Google Analytics & Data Collection (Web Only):

Google Analytics is used on our web platform only. Our iOS and Android apps do not include Google Analytics or any third-party tracking SDKs.

On our web platform, we use Google Analytics to understand how our Service is used. Google Analytics collects information such as how often users visit this site, what pages they visit when they do so, and what other sites they used prior to coming to this site. We use this information only to improve our platform.

Google's ability to use and share information collected by Google Analytics about your visits to this site is restricted by the Google Analytics Terms of Use and the Google Privacy Policy. You can prevent Google Analytics from recognizing you on return visits to this site by disabling cookies on your browser or installing the Google Analytics Opt-out Browser Add-on.

11. Mobile Applications (iOS & Android)

Our iOS and Android apps collect only the data necessary to provide the service:

  • Account credentials (email, password) for authentication
  • Workout and program data you create or are assigned
  • Booking and scheduling information
  • Profile information (name, photo) you choose to provide

No Tracking on Mobile

Our mobile apps do not collect data for tracking purposes, do not use advertising identifiers (IDFA/GAID), and do not share data with third-party advertisers. Google Analytics and all other third-party analytics SDKs are completely absent from our mobile apps.

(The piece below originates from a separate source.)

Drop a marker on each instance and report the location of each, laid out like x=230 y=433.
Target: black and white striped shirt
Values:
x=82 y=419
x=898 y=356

Data Deletion from Mobile:

You can request deletion of your data at any time through the app's Settings → Account & Privacy page, or by contacting us at privacy@buildstability.com. Business owners can permanently delete their account and all associated data directly from within the app.

12. Children's Privacy

Our services are designed for use by businesses and their adult clients. We do not knowingly collect personal information from children under 16 (or under 13 in the United States). If we become aware that we have collected personal information from a child under the applicable age, we will take steps to delete it promptly. If you believe a child has provided us with their information, please contact us at privacy@buildstability.com.

13. Third-Party Links

Our Platform may contain links to third-party websites or services (e.g. Stripe, social media). We are not responsible for the privacy practices of those third parties. We encourage you to review their privacy policies before providing them with any personal information.

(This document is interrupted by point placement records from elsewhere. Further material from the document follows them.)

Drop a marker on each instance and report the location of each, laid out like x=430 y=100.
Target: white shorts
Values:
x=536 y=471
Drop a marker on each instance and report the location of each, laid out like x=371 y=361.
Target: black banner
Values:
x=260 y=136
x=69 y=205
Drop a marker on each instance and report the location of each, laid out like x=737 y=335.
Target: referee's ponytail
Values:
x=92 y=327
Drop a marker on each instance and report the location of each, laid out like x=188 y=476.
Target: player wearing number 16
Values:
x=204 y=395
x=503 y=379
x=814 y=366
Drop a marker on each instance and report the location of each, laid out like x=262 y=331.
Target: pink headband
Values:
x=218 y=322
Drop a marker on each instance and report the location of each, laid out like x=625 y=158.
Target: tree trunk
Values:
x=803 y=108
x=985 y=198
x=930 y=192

14. Changes to This Privacy Policy

We may update this Privacy Policy from time to time. We will notify you of any material changes by:

  • Posting the updated policy on our website with a new “Last Updated” date
  • Sending email notifications for significant changes
  • Displaying prominent notices in our platform

Where required by law (for example, under GDPR), we will seek your consent before making material changes that affect how we use your data. For minor or clarifying changes, your continued use of our services after the updated policy is posted constitutes acceptance.

15. Governing Law

This Privacy Policy is governed by the laws of Queensland, Australia. However, nothing in this policy limits your rights under the privacy laws of your own country. If there is any conflict between this policy and the mandatory privacy laws that apply to you, those laws will take priority.

16. Contact Information

Privacy Inquiries

If you have any questions about this Privacy Policy or our data practices, please contact us at:

privacy@buildstability.com

Privacy Rights Requests

To exercise your rights under GDPR, UK GDPR, CCPA, the Australian Privacy Act, the NZ Privacy Act, or PIPEDA, please contact us at the email above with “Privacy Rights Request” in the subject line. We will respond within the timeframe required by applicable law (typically 30 days, or 45 days under CCPA).

Compliance Statement

This Privacy Policy is designed to comply with applicable privacy laws including the Australian Privacy Act 1988, New Zealand Privacy Act 2020, Canada's PIPEDA, the UK GDPR, the EU GDPR, and the California CCPA/CPRA. We are committed to protecting your privacy and handling your data responsibly.